Extending HoodCloud

Adding a New Chain

No code changes required. HoodCloud is chain-agnostic — adding a chain requires only YAML configuration.

Required Files

File	Purpose
`hoodcloud-chain-configs/chains/{chain}/profile.yaml`	Chain identity, node types, resources, providers, sync data, binaries
`hoodcloud-chain-configs/chains/{chain}/runtime.yaml`	Node status provider, ports, key paths
`hoodcloud-chain-configs/recipes/{chain}/{nodeType}.yaml`	Installation and sync recipe
`hoodcloud-chain-configs/chains/{chain}/observation.yaml`	(Optional) Metric collectors and CEL health policies
`hoodcloud-chain-configs/upgrades/{chain}/`	Upgrade manifests — one YAML per binary × node_type, defines target version, artifact URL, checksum, state compatibility

profile.yaml

Defines chain identity, node types with resource requirements, provider mappings, sync data, and binary versions.
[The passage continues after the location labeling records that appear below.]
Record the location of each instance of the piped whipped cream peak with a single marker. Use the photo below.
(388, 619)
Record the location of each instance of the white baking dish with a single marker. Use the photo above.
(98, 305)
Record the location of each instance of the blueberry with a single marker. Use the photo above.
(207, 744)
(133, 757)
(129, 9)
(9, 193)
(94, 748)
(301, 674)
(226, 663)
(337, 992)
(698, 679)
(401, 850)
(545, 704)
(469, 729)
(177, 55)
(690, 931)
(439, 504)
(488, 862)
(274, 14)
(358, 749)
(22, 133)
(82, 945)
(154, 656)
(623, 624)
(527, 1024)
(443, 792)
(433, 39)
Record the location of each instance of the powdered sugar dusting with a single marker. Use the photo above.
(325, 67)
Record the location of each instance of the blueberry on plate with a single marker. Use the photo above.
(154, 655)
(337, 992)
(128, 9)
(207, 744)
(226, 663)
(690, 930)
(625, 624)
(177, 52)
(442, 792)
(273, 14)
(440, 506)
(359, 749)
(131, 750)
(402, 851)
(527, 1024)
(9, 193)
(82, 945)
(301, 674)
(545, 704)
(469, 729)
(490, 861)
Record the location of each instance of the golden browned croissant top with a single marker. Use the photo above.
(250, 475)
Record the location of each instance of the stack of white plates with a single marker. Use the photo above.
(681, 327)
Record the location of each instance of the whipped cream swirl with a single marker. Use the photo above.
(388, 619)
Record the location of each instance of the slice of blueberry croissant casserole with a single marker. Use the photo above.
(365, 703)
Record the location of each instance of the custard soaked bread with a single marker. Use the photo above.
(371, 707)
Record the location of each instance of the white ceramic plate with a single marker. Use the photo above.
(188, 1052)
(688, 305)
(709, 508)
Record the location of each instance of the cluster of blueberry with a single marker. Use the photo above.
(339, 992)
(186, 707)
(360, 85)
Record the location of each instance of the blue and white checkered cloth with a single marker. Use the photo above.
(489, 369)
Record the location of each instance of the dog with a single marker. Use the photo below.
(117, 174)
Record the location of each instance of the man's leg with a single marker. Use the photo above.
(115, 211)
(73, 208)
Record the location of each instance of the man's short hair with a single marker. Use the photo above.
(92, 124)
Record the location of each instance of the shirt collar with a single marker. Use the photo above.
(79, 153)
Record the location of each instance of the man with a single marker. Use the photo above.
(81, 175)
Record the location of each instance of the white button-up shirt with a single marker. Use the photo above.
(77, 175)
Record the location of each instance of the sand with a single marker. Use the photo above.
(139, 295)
chain_id: new-chain-testnet-1
display_name: New Chain Testnet
network_type: testnet
chain_type: new-chain

node_types:
  full:
    resources:
      cpu: 4
      memory_gb: 16
      disk_gb: 500
      disk_type: ssd
    default_providers: [hetzner]
    providers:
      hetzner:
        instance_type: cx32
        default_region: fsn1
        regions: [fsn1, nbg1, hel1]
    sync_data:
      snapshot_url: "https://snapshots.new-chain.io/testnet/latest.tar.lz4"

binaries:
  new-chain:
    version: v1.0.0
    url_template: "https://releases.new-chain.io/{{.Version}}/new-chain-linux-amd64"
    checksum: "sha256:abc123..."

runtime.yaml

Declares health check expressions, port mappings, and key paths.

schema_version: "1.0"
chain_profile_id: new-chain-testnet

node_status:
  provider: prometheus
  healthy_expression: 'up == 1'
  synced_expression: 'syncing == 0'
  metrics_port: 9090

ports:
  rpc: 26657
  p2p: 26656
  prometheus: 9090

observation.yaml (Optional)

Defines metric collectors and CEL health policies. Enables the observation system for this chain.

schema_version: "1.0"
chain_profile_id: new-chain-testnet

collectors:
  - type: prometheus
    endpoint: "http://localhost:{{.Ports.prometheus}}/metrics"
    scrape_interval: 15s
    metrics:
      - name: block_height
        source_name: tendermint_consensus_height

policies:
  healthy:
    up:
      expression: 'up == 1'
  synced:
    not_syncing:
      expression: 'syncing == 0'

Recipe

Recipes define installation and sync logic. Sync data from profile.yaml available via {{.SyncData.xxx}}. Use when conditionals to enable/disable steps. Key concepts:

Data in Profile, Logic in Recipe: profile.yaml holds sync URLs/config, recipes define what to do with them
when conditionals: Steps execute only when condition is truthy (non-empty string)
One recipe per node type: A single full.yaml handles multiple sync methods via conditionals
Progress monitoring: metadata.progress_monitor tracks long-running steps (snapshot downloads)

Recipe types:

Systemd-based: Binary download + systemd service (e.g., Cosmos chains)
Docker-based: docker_container step type with auto-HOME, restart policy, volume/port mapping

See existing recipes in hoodcloud-chain-configs/recipes/ for reference implementations.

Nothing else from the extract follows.